As a result, it does not appear possible to prevent the NA type for a new variable to be logical if the subset of data involved in the computation has only missing data.
Example 1
library(RSQLite)
library(DBI)
con <- dbConnect(SQLite(), ":memory:")
# create a data frame with numeric and character NA
df <- data.frame(num=as.numeric(NA),text=as.character(NA))
# load in the data base
dbWriteTable(con, "test", value = df, overwrite = TRUE )
# NA type corresponds to column types when recovering
rs <- dbGetQuery(con, "SELECT * FROM test") )
str(rs) 'data.frame': 1 obs. of 2 variables: $ num : num NA $ text: chr NA
So far, it behaves as expected. See following comment
- The first non-NULL value decides the type of the column.

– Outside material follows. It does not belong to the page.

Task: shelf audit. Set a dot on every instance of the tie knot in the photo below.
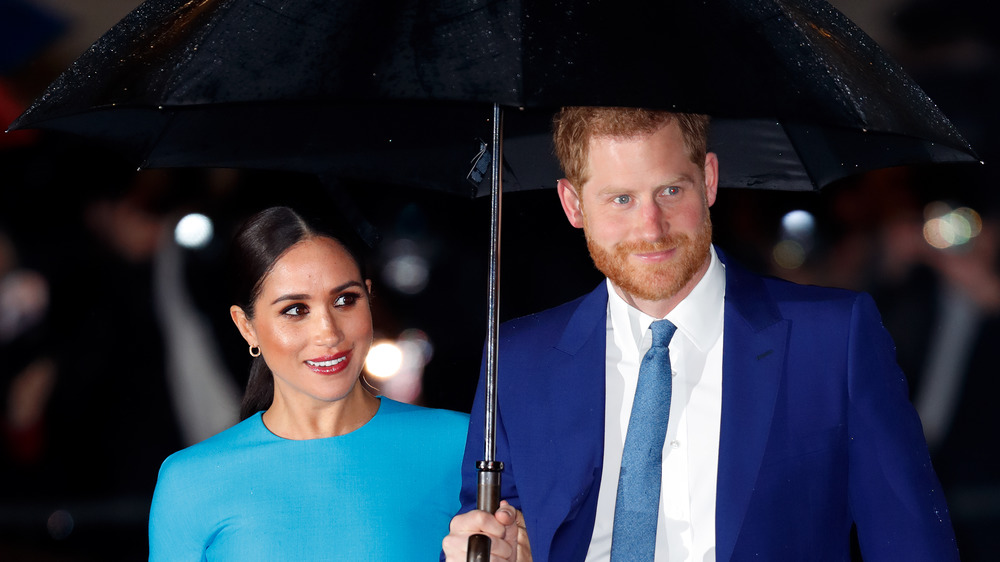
(663, 330)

- If all values are NULL, the result is a vector of NAs of the declared data type for the column, or logical.
# compute a new variable from NA value
rs <- str( dbGetQuery(con, "SELECT num, num+1 AS new FROM test") )
str(rs) 'data.frame': 1 obs. of 2 variables: $ num : num NA $ new: logi NA
When creating a new variable, the data type of the new variable is logical, which might be ok in this case (but this makes less sense in the second example)
rs <- dbGetQuery(con, "SELECT CAST(num+1 AS INTEGER) AS new FROM test")
str(rs) 'data.frame': 1 obs. of 1 variable: $ new: logi NA
CAST(NULL as type) does not work in this context. The NA is still logical:
# Casting a new column of NA/NULL does not work
rs<- dbGetQuery(con, "SELECT CAST(NULL AS INTEGER) AS new_num, CAST(NULL AS TEXT) new_text FROM test")
str(rs) 'data.frame': 1 obs. of 2 variables: $ new_num : logi NA $ new_text: logi NA
Example 2
The above example is contrived but the issue of the return type for NA is particularly annoying when there is a NA is some records but not other:
df2 <- data.frame(id = c(1,2), num = c(1, NA), text = c("a", NA) )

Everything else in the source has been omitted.